Voici ce qui résulte de la non-participation de l’un pour les autres choses ; c’est la huitième hypothèse (165, E ; 106, C). Ces autres choses n’auront même plus l’intelligibilité crépusculaire ou l’apparence d’existence que leur faisait encore la septième hypothèse, puisqu’on les suppose maintenant privées de toute communication avec l’unité. Ainsi on ne pourra pas dire qu’elles sont multiples parce que la multiplicité suppose l’unité, et par conséquent ne peut subsister sans elle. Elles ne sont ni semblables ni dissemblables, ni en mouvement ni en repos : c’est le pur néant.

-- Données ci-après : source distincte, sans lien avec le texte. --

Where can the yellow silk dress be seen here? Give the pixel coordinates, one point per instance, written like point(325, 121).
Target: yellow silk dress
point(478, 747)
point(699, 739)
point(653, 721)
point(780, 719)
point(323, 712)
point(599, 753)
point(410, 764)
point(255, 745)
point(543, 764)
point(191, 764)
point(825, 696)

L’unité, en disparaissant, a emporté avec elle la dernière lueur qui rendait possible l’apparence même des choses.

Quatre hypothèses positives et quatre hypothèses négatives aboutissant à deux conclusions en apparence contraires, mais au fond identiques, on peut tout affirmer de l’un et des autres choses, on ne peut rien affirmer de l’un ni des autres choses : tel est le résumé de cette discussion. Dans tous les cas, qu’on puisse tout dire ou qu’on ne puisse rien dire, il n’y a pas de science possible ; c’est ce que déclare expressément la conclusion du dialogue.

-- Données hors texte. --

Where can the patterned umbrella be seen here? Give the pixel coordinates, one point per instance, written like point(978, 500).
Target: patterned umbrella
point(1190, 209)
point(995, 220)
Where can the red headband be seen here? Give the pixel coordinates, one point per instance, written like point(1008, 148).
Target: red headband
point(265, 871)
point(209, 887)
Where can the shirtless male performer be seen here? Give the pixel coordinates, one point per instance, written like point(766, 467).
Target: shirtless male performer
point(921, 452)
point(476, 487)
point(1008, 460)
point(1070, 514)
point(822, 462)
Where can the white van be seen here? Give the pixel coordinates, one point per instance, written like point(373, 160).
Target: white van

« Disons donc que, selon toute apparence, soit que l’unité existe, soit qu’elle n’existe pas, l’unité elle-même et ce qui est autre, dans leurs rapports avec eux-mêmes et dans leurs rapports réciproques, sont absolument tout et ne le sont pas, le paraissent et ne le paraissent pas » (166, C) : « Εἰρήσθω τοῦτό τε καὶ ὅτι, ὡς ἔοικεν, ἒν εἴτ’ ἔστιν εἴτε μὴ ἔστιν, αὐτό τε καὶ τἆλλα καὶ πρὸς αὑτὰ καὶ πρὸς ἄλληλα πάντα πάντως ἐστί τε καὶ οὐκ ἔστι καὶ φαίνεταί τε καὶ οὐ φαίνεται. — Ἀληθέστατα. »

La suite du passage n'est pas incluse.